The Bazaar of Arak is one of the first constructed buildings in the city of Arak (central Iran). The bazaar complex, containing a public bath, a mosque, water reservoirs, passages and caravansary, was built at the time of Fath-Ali Shah Qajar and by Yusef Khan-e Gorji, in the middle of Sultan Abad (Arak's former name). This bazaar is centered at Chahr soogh, which is the junction of two north–south and east–west paths that end to four ancient city gates.

History 
The bazaar and the city of Sultan Abad (today Arak) were built simultaneously. Although it took a few years for the city to be built but no exact date has been recorded for the establishment of bazaar. As noted in historical texts it took about twenty years for the whole city to be built. Bazaar was built at the same time. The first buildings in Arak bazaar were built in 19th century by the order of the time governor of Arak, Sepahdar Aazm whose name has remained on a mosque and a school 

One reason to establish this bazaar was the strong economy around Sultan Abad. The high quality of agricultural products in Persian Iraq (Arak) and the world-famous Sarouk Persian carpets brought up the need to establish a central market   to present these commodities was the momentum behind constructing city and the market.

Architecture 

The Arak bazaar Collection is based on a pre-designed plan.
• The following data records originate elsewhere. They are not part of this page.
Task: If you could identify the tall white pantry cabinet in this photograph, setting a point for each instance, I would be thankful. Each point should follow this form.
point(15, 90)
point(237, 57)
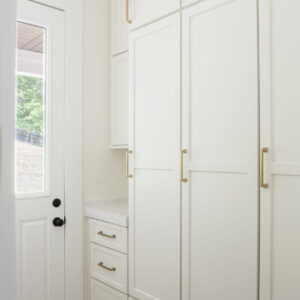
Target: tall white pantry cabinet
point(214, 150)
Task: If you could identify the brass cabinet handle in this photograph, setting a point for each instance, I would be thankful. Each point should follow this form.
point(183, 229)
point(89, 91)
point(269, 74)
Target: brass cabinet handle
point(105, 267)
point(182, 179)
point(127, 12)
point(262, 164)
point(127, 164)
point(106, 235)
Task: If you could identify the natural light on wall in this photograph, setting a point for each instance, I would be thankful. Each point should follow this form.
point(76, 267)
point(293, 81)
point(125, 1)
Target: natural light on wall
point(31, 138)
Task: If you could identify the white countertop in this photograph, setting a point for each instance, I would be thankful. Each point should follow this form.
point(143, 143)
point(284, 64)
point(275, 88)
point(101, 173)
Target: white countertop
point(113, 211)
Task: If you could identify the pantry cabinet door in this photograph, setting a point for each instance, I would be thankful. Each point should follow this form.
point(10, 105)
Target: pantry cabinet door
point(154, 139)
point(119, 27)
point(119, 101)
point(280, 132)
point(220, 133)
point(144, 11)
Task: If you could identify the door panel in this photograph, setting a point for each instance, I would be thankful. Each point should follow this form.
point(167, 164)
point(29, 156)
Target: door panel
point(220, 133)
point(280, 129)
point(144, 11)
point(154, 189)
point(40, 152)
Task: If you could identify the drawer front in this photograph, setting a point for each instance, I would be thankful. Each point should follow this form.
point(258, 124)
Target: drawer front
point(109, 267)
point(100, 291)
point(108, 235)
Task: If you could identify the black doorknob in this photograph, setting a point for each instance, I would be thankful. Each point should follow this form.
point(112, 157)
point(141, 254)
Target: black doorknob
point(56, 202)
point(58, 222)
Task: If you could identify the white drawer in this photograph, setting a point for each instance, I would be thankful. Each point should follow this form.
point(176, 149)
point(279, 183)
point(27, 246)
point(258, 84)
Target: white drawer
point(108, 235)
point(109, 267)
point(100, 291)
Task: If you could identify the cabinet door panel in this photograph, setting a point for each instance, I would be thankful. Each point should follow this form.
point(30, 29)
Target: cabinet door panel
point(280, 131)
point(119, 27)
point(154, 190)
point(119, 101)
point(145, 11)
point(220, 132)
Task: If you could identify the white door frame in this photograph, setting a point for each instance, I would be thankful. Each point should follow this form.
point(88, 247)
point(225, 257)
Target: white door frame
point(73, 149)
point(7, 112)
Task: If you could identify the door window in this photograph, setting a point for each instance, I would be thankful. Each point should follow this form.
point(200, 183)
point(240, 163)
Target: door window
point(31, 111)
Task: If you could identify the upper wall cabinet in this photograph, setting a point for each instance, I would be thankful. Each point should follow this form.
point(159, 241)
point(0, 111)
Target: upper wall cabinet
point(119, 27)
point(141, 12)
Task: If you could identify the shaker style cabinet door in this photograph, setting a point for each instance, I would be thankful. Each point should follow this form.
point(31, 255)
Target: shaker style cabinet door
point(119, 27)
point(154, 139)
point(141, 12)
point(119, 101)
point(280, 132)
point(220, 134)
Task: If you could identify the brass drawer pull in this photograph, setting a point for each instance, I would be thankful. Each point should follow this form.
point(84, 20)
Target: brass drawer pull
point(107, 235)
point(127, 12)
point(262, 165)
point(106, 268)
point(182, 179)
point(127, 164)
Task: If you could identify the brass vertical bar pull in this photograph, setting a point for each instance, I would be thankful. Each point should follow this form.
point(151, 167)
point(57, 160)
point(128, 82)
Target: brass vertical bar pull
point(127, 164)
point(182, 179)
point(262, 165)
point(127, 12)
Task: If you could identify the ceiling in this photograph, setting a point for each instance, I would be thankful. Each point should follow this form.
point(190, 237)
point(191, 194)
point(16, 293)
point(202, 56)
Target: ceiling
point(30, 37)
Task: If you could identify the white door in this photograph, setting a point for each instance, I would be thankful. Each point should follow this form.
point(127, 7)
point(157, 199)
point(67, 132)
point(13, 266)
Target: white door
point(141, 12)
point(280, 132)
point(220, 134)
point(154, 139)
point(40, 152)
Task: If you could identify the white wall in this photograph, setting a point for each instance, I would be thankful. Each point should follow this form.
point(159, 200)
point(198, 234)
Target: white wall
point(7, 105)
point(104, 169)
Unlike other bazaars here the paths are not free and curved, but routes are geometrically symmetrical. Bazaar with its crossing Alleyways is an example of chess like texture of the ancient city of Sultan Abad.
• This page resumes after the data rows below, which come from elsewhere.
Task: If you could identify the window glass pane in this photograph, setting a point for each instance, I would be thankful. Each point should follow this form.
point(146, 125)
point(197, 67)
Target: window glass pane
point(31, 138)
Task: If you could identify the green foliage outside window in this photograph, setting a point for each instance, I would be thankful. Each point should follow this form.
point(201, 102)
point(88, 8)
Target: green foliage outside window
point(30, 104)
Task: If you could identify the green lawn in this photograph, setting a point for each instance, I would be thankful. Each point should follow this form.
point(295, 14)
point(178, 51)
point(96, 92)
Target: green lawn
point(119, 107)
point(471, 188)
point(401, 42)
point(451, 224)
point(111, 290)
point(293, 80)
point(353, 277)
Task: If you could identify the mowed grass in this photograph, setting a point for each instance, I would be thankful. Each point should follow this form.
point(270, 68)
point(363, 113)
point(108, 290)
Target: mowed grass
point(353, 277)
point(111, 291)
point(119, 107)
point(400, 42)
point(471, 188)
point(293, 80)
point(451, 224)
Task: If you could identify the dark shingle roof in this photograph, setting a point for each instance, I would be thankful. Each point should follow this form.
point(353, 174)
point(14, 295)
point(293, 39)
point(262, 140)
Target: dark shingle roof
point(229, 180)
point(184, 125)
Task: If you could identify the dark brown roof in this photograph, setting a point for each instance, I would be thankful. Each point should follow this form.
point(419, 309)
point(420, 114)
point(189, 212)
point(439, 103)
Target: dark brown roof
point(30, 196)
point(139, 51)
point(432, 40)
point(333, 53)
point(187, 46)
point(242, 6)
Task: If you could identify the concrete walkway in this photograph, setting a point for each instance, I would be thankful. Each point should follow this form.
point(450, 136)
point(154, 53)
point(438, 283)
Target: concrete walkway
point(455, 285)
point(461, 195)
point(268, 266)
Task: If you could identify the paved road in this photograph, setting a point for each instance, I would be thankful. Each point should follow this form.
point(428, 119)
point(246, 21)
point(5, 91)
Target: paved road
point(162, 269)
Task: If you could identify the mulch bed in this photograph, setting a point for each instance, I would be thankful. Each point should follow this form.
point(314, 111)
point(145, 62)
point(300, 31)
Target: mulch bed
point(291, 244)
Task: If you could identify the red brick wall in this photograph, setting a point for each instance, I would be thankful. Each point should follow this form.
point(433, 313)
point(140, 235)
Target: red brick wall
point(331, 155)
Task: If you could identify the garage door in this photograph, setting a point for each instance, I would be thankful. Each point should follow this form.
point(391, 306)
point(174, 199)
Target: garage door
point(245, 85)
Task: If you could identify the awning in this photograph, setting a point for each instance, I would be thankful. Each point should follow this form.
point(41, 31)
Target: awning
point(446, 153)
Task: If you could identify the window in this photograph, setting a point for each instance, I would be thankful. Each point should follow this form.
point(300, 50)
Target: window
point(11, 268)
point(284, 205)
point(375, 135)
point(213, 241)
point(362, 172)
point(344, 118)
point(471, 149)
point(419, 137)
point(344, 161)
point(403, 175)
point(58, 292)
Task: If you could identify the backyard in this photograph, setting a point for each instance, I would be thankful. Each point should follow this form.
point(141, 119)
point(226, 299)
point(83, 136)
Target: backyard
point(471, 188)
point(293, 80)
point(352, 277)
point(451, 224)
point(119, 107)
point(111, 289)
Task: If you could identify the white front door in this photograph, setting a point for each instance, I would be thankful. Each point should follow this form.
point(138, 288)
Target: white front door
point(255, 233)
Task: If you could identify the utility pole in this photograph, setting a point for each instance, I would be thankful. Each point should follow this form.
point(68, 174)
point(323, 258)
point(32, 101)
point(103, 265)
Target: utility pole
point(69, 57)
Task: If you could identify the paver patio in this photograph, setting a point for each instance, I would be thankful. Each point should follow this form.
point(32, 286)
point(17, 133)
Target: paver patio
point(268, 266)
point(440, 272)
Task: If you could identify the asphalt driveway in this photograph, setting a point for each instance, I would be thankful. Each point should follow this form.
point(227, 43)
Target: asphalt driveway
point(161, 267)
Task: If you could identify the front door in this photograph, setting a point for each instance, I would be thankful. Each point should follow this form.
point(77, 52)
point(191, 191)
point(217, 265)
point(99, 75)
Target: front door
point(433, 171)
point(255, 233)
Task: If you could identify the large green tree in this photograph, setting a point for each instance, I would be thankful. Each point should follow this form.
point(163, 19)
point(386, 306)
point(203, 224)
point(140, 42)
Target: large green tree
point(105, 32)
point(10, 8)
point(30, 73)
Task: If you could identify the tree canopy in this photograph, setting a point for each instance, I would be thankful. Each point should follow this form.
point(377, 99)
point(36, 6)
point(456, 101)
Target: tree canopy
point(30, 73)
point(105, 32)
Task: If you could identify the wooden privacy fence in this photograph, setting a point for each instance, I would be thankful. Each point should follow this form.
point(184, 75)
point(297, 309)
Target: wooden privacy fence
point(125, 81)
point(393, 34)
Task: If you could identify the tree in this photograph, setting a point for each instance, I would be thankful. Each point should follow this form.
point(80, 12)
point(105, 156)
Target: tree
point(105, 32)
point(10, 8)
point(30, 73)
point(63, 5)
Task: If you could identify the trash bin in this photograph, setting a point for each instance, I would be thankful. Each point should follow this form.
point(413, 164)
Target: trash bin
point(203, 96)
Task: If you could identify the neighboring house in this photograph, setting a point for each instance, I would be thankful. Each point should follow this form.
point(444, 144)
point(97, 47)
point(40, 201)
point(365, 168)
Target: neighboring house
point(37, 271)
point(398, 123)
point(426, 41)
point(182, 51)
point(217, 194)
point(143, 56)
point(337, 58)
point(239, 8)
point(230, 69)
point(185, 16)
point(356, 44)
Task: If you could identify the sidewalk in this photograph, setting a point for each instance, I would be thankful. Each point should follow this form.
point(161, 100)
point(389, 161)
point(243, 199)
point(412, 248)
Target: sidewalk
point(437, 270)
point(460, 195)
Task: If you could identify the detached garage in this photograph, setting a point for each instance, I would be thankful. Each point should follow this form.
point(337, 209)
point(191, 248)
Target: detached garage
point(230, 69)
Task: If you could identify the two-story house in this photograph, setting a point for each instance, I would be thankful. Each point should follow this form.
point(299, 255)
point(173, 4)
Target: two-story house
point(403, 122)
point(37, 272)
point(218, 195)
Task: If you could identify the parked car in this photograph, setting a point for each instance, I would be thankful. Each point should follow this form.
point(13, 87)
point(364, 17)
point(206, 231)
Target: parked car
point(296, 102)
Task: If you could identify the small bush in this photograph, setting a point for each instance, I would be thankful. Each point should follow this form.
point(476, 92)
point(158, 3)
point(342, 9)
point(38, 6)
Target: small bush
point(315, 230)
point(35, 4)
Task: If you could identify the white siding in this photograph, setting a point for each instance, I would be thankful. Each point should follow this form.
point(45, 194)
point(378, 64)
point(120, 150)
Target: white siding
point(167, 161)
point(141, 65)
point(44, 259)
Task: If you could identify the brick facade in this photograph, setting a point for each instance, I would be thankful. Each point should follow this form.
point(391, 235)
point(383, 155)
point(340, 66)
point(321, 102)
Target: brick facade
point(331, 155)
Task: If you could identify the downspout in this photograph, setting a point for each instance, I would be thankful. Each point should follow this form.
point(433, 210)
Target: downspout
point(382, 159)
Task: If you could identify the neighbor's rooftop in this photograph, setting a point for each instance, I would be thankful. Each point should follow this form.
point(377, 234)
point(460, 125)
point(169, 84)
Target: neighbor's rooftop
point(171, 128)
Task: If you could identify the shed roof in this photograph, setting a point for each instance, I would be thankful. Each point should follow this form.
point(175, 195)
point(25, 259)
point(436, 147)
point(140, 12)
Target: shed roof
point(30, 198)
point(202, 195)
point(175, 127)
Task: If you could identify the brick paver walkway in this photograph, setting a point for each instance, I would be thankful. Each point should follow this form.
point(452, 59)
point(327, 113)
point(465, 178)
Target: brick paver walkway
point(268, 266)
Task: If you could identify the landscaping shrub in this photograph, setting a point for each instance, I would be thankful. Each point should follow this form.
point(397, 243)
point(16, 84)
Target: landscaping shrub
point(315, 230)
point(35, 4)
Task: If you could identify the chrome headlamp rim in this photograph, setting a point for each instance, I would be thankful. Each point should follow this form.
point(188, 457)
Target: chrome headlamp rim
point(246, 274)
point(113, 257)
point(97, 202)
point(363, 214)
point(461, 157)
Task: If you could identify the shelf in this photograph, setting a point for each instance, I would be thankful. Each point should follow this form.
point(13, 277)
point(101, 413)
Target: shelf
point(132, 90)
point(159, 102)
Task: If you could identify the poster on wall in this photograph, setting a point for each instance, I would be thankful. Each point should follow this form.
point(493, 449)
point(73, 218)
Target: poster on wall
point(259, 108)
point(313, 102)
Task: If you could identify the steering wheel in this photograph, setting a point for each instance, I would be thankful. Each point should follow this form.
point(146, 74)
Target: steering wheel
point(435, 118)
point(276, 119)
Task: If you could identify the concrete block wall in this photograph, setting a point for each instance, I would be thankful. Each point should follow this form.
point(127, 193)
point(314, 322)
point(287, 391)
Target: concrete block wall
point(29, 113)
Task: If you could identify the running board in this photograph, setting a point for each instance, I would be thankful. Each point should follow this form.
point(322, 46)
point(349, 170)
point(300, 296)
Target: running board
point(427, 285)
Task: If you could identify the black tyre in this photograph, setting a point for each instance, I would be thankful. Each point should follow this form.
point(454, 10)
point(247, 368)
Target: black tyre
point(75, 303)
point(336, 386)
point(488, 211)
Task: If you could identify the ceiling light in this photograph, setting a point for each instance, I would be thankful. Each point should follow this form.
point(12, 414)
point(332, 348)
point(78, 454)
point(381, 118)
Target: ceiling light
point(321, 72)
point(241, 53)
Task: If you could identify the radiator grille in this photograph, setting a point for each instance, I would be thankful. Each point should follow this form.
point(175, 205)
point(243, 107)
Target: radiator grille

The special architectural design used keeps the inside of bazaar cool in Summer and warm in winter. The two north–south and east–west axis intersect at a place called chahar soogh (four bazaars). There is a small stone pool right at this junction. The area of the bazar complex sums up to 14 Acres.

The buildings in this bazaar are mainly made of bricks. Gypsum and lime have also been used. Wooden joists in clay have made the buildings stronger. Sheets of copper and lead are used in columns’ bases.

Unique features 
The Bazaar has two east–west and north–south routs which end to four gates of the ancient city, meaning that the at that time the entrance to the city was at Chahar Soogh in bazar. Passages inside are made so that in case of any accident, fire in particular, the crowd can quickly get out and disperse.

Functions 
Economic- Bazaar of Arak  like all other bazaars in Iran is a main center for storing goods and for economic exchanges. The baazar in Arak is now finding its way in internal and global trades. Export of commodities produced in Iran such as dried fruit, handicrafts and handmade carpets, are also done in bazaars.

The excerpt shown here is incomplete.